Israel’s nightly airstrikes on Beirut expand to include site near Rafik Hariri University Hospital
The Israeli military targeted several areas across Beirut last night, including launching an airstrike in the Ghobeiry area near the Rafik Hariri University Hospital, the largest in the capital.
The airstrike near the hospital killed 18 citizens, including four children, and injured 60 others, according to a statement issued by the Lebanese Health Ministry on Tuesday afternoon.
Seventeen out of those injured were hospitalized, and seven were in critical condition, the ministry said in a morning statement.
The airstrike near the hospital, which is the largest public health facility in Beirut to be affected by Israel’s bombardment campaign so far, also severely damaged facilities in the hospital, the statement added, though the facility remained open to patients.
The attack was part of a series of airstrikes launched by Israel on the crowded southern suburbs of the Lebanese capital starting late on Monday and continuing into the early hours of Tuesday morning.
Other areas targeted in Beirut included the coastal Awzai area, where three consecutive strikes took place on Monday evening targeting the public beach and fishing port.
The Israeli military claimed that it was targeting Hezbollah fighters in the area. It has attacked various sites in the capital almost daily for the past month, pausing only for a few days and resuming the attacks on October 16.
Reproducing a playbook familiar from its operations in the Gaza Strip, the Israeli military claimed that it striked Hezbollah targets near the hospital, but denied targeting the hospital itself.
In an apparent threat to another hospital in Beirut, the Occupation military issued another statement on Monday evening saying it was going to “declassify” intelligence regarding the Sahel Hospital in Haret Hreik, also in the southern suburbs, claiming that Hassan Nasrallah’s bunker, a “finance hub,” was located underneath the hospital and filled with “millions of dollars in gold and cash.”
Though the military claimed it would not target the hospital, saying that its air force would monitor the area and would not target the hospital itself, medical crews at the Sahel Hospital began to evacuate all departments of the facility, including workers and patients, hospital director Fady Alama told Mada Masr on Tuesday.
Alama, who is also an MP for the Amal Movement’s Development and Liberation Bloc, said that the withdrawal came in preparation for an imminent Israeli airstrike.
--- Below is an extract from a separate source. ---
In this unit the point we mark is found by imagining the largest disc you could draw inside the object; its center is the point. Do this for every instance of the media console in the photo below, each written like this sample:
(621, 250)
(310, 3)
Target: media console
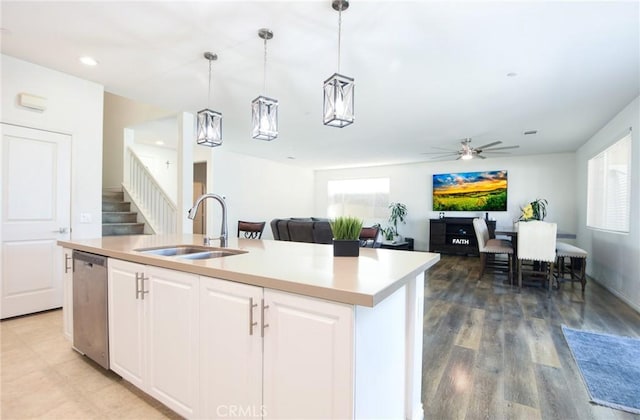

The hospital was already operating only as a field hospital to provide emergency care to those wounded in airstrikes on the southern suburbs of Beirut over recent weeks, according to Alama.
Alama stressed that the hospital is a private university health facility which has been serving Lebanese citizens for 40 years and has “no connection to any institutions or parties,” adding that the Israeli claims of Hezbollah using the hospital for its operations are “lies, slander and false accusations.”
The claim regarding the supposed store of gold under the hospital came after Israel carried out a series of attacks on Sunday night on over 10 branches of the financial services association Al-Qard Al-Hassan, which is affiliated with Hezbollah. Israeli army spokesperson Daniel Hagari warned on Sunday that the army would target the association’s infrastructure nationwide.
The military instructed residents in buildings located within a 500 meter radius of the branches to evacuate for their own safety.
The association, which provides customers who can provide a guarantor or a gold deposit with loans worth up to US$5000, has over 30 branches across Lebanon, most of which are located in central urban areas.
Alama told Mada Masr that a media tour was organized for local and international media outlets inside the Sahel Hospital on Tuesday morning in order to confirm the lies and slander of the Israeli army. According to
Lebanese news outlet Al-Jadeed published a video of its tour showing the hospital’s operation rooms and underground storage facilities, where medical supplies and “not bombs or missiles used by Hezbollah as the Israeli military says, but oxygen tanks for patients,” the outlet’s correspondent said.
Another press tour was also held in Rafik Hariri hospital on Tuesday at noon following the targeting of its vicinity to examine the material damage it sustained.
Warnings also started to emerge from official Lebanese entities, namely the founding entity of the Lebanese Workers Union, which called on the international community to immediately cease what it called the “brutal attacks on healthcare centers in Lebanon.”
In its statement, the union also denounced the almost daily Israeli targeting of ambulance and healthcare crews, as well as the direct targeting of public and private hospitals.
According to the union, health facilities in areas of Mays al-Jabal, Marjayoun, Bint Jbeil, Tabneen, Baalbek, and other areas across Lebanon have been targeted.
At least three hospitals in border areas in Lebanon have shut their doors and evacuated medical staff after direct attacks on medical teams took place.